Analoga confusione emerge, sempre rimanendo nel settore giustizia, dalle disposizioni relative alla sospensione dei processi. Venerdì notte, al termine di un lungo Consiglio dei ministri, il Guardasigilli Alfonso Bonafede aveva annunciato alla stampa l’approvazione di un decreto che prevedeva “la sospensione feriale degli uffici giudiziari” dal 9 al 22 marzo, quindi con lo svolgimento soltanto delle udienze urgenti (come quelle riguardanti misure cautelari e detenuti) e l’automatica sospensione dei termini per il compimento di qualsiasi atto relativo ai procedimenti (in primis le impugnazioni), proprio come avviene durante le ferie estive. Bonafede aveva poi specificato che, dopo questo periodo “cuscinetto” e fino al 31 maggio, i vertici degli uffici giudiziari avrebbero potuto continuare a rinviare le udienze non urgenti in caso di rischi per la salute.

  

Per due giorni migliaia di magistrati e avvocati hanno atteso invano la pubblicazione del decreto in Gazzetta ufficiale, che è avvenuta soltanto domenica sera, preceduta da un comunicato urgente con cui il ministero della Giustizia ha cercato addirittura di chiarire i contenuti del testo non ancora pubblicato.
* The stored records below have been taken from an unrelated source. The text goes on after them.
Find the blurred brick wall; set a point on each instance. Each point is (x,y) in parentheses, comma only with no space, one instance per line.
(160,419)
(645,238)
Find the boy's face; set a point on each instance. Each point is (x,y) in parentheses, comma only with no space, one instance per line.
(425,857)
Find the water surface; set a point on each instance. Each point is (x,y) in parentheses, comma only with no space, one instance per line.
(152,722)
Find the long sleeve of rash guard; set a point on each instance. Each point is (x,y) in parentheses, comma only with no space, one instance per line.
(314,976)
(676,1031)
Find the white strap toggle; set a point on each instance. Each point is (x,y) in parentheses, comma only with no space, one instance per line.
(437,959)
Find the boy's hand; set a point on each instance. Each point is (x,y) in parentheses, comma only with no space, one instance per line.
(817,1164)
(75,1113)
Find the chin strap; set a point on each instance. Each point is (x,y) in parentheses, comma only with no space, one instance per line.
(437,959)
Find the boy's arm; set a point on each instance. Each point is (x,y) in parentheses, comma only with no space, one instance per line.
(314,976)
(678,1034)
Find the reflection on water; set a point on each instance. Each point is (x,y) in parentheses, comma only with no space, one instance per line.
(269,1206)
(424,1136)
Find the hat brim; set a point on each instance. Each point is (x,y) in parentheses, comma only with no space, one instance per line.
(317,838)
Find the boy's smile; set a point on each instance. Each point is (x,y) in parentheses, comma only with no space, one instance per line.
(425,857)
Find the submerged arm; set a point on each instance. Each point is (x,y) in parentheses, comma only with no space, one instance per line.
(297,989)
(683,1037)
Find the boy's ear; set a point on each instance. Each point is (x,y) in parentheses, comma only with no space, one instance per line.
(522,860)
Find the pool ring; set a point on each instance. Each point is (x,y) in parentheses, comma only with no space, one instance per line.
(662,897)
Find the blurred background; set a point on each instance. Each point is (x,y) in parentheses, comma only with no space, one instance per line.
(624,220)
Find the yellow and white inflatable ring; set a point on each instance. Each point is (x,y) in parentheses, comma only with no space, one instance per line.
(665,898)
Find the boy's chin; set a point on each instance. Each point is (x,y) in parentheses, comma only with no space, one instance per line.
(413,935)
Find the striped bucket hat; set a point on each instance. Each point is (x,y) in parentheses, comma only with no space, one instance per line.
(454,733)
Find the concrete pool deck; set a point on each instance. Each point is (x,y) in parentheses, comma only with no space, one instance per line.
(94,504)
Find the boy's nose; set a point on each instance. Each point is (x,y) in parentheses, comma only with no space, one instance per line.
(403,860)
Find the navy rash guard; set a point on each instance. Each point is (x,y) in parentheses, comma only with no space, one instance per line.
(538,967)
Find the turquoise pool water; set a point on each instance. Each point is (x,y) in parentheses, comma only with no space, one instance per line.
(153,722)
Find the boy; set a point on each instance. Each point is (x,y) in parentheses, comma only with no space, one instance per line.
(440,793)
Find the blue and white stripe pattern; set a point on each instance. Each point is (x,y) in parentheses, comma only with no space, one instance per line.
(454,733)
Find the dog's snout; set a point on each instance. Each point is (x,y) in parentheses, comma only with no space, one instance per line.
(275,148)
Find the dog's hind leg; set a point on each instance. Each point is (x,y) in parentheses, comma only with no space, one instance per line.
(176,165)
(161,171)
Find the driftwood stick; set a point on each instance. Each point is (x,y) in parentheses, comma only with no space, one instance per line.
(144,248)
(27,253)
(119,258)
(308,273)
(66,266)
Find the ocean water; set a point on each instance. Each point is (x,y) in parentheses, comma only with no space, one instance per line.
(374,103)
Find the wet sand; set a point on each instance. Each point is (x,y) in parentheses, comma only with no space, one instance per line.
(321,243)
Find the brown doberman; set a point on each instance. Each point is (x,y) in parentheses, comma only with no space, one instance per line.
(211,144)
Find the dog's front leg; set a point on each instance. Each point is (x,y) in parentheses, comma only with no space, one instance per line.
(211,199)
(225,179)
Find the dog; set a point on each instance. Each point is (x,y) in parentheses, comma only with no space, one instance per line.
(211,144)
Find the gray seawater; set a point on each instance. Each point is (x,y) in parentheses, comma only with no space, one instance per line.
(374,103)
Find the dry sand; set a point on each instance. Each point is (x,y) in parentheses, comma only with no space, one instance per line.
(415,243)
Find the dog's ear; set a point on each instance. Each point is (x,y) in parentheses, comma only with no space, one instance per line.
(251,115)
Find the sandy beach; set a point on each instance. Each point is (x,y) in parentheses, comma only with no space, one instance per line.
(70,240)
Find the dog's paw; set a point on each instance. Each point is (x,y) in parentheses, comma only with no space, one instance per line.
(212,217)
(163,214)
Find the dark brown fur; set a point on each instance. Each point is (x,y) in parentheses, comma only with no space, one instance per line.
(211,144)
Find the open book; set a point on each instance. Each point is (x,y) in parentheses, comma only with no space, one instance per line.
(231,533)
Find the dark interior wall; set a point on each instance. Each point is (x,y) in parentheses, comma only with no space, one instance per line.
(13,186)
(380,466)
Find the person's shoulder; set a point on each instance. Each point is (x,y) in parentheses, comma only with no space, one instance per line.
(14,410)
Anche il tentativo di chiarimento preventivo, però, è fallito. Alla fine, infatti, le disposizioni del decreto sono risultate comunque poco chiare. Nel testo definitivo è assente qualsiasi riferimento alla “sospensione feriale” annunciata da Bonafede e alla relativa legge di riferimento (la n. 742 del 1969). L’articolo 1, comma 1, del decreto stabilisce invece il “rinvio d’ufficio” di tutte le udienze dei procedimenti civili e penali già fissate nel periodo 9-22 marzo, ad esclusione di quelle urgenti. Il comma 2 prevede la sospensione dei “termini per il compimento di qualsiasi atto dei procedimenti”, ma solo di quelli “indicati nel comma 1”, vale a dire dei procedimenti rinviati d’ufficio. Il risultato è che, sulla base dell’interpretazione letterale del decreto, migliaia di avvocati sono comunque costretti a rispettare i termini per il compimento degli atti (deposito di impugnazioni, di perizie ecc.) dei procedimenti non rinviati. Ciò significa recarsi in cancelleria e quindi vanificare l’obiettivo fissato dal ministro di evitare l’affollamento degli uffici giudiziari. Anche sulla sospensione dei processi, insomma, il governo sembra muoversi con le idee poco chiare, tra le preoccupazioni degli avvocati e anche dei magistrati (tra i quali si segnalano ogni giorno nuovi casi di positività al coronavirus). E tutti invocano chiarimenti da parte di Bonafede.